Carlos Monsiváis escribió en varias de sus obras que la identidad latinoamericana es producto de los populismos políticos y de las ventajas simbólicas de la cultura popular. Esta afirmación “identitaria” ayudó a construir un mito político en el que, paradójicamente, Monsiváis actuó como uno mitologema fundacional: la invención melodramática de la cultura mexicana. En efecto, el mito Monsiváis es la constatación de que la educación sentimental de los latinoamericanos en general, y de los mexicanos en particular, es producto de las narrativas deterministas enarboladas por las telenovelas, el cine de Estado, la cultura popular y las revistas del corazón. Esta tesis, convertida rápidamente en lugar común, es la prueba empírica de que para los latinoamericanos no existe identidad fuera del aparato semiótico construido por los Estados-Nación. Sin embargo, tal “presunción de identidad” es análogamente un mecanismo discursivo que mistifica la dimensión política del conflicto y el antagonismo surgido de lo social. La anterior operación ideológica sugiere que existe una continuidad natural entre los aparatos semióticos del Estado y las formas hegemónicas de expresión de lo popular. El Estado, por consiguiente, es la principal construcción estética debido a que la formación de hegemonía recorre necesariamente vías de transmisión sensibles organizadas a partir del residuo subalterno.
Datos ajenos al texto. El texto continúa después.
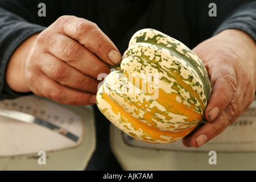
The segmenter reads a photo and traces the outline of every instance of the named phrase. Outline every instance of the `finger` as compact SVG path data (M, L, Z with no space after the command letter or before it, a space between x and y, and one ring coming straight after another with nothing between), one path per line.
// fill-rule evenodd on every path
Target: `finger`
M224 110L230 102L237 89L237 80L234 71L222 66L221 69L216 69L211 77L213 85L210 101L205 112L207 120L213 121Z
M82 73L95 79L100 73L109 73L110 68L106 64L76 41L60 34L45 36L48 38L48 46L44 51L65 61Z
M97 93L100 82L79 72L66 63L49 53L45 53L40 59L39 68L49 77L63 85Z
M64 16L58 19L60 32L78 41L106 63L118 65L122 59L119 51L96 24L83 18Z
M95 94L61 85L42 72L40 76L32 81L32 85L40 90L41 96L58 103L72 105L88 105L96 103Z
M224 131L228 126L230 119L225 110L214 121L208 122L183 138L183 145L188 147L200 147Z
Con base en tales supuestos, no es extraño que el autoritarismo mexicano esté fundamentado en un dispositivo cultural que asimila nación con cultura popular, melodrama con identidad, educación sentimental con subjetividad. En este sentido, la figura de Monsiváis, más que el triunfo del intelectual inorgánico de la sociedad post-industrial, es la constatación de que las políticas de la identidad sirven para perpetuar culturalmente una lógica de dominio en la que resulta imposible un imaginario fuera de los márgenes del mercado o, mejor aún, la ironía que implica que toda crítica a los medios masivos de comunicación ocurra en sus propios regímenes de visualidad ¿o acaso la nación no es la identificación de los valores populares con los devenires de la Estado? ¿Existe un sujeto más melodramático que el máximo productor de telenovelas a escala mundial? ¿Las subjetividades no son representaciones de los sentimientos de clase promovidos por el aparato político?

La tesis identitaria que recorre el legado teórico de Monsiváis es la defensa irrestricta de que los mexicanos somos productos del melodrama construido por el nacionalismo revolucionario. El problema con la tesis anterior es que la política del melodrama es una política de la identidad en la que no existe posibilidad de emancipación cultural, una suerte de candado epistemológico en el que no es posible expresar la “excepcionalidad latinoamericana” sin el recurso a la dramatización barroca de las identidades sociales. Desde sus primeras crónicas, la obsesión del narrador mexicano por legitimar los valores de la cultura popular como un medio de resistencia a la hegemonía establecida por el Estado es irrenunciable. Para Monsiváis, las identidades son esencias viajeras —título de su último libro publicado póstumamente— en las que existe una identificación de lo mexicano como una subjetividad escindida de manera melodramática. La política del melodrama es así la educación sentimental que posibilita una democracia de medios; es la infraestructura cultural que condiciona una democracia a la mexicana en la que la indistinción entre tragedia y comedia se convierte en síntoma del Estado fallido. Por consiguiente, para evitar la sustantivación de las identidades promocionadas por el influjo cultural de Monsiváis, es necesario desmontar los supuestos fundacionales de la interpretación melodramática de la cultura mexicana y, por extensión, establecer un marco analítico en el que la crítica no sea la resolución cultural de los conflictos políticos.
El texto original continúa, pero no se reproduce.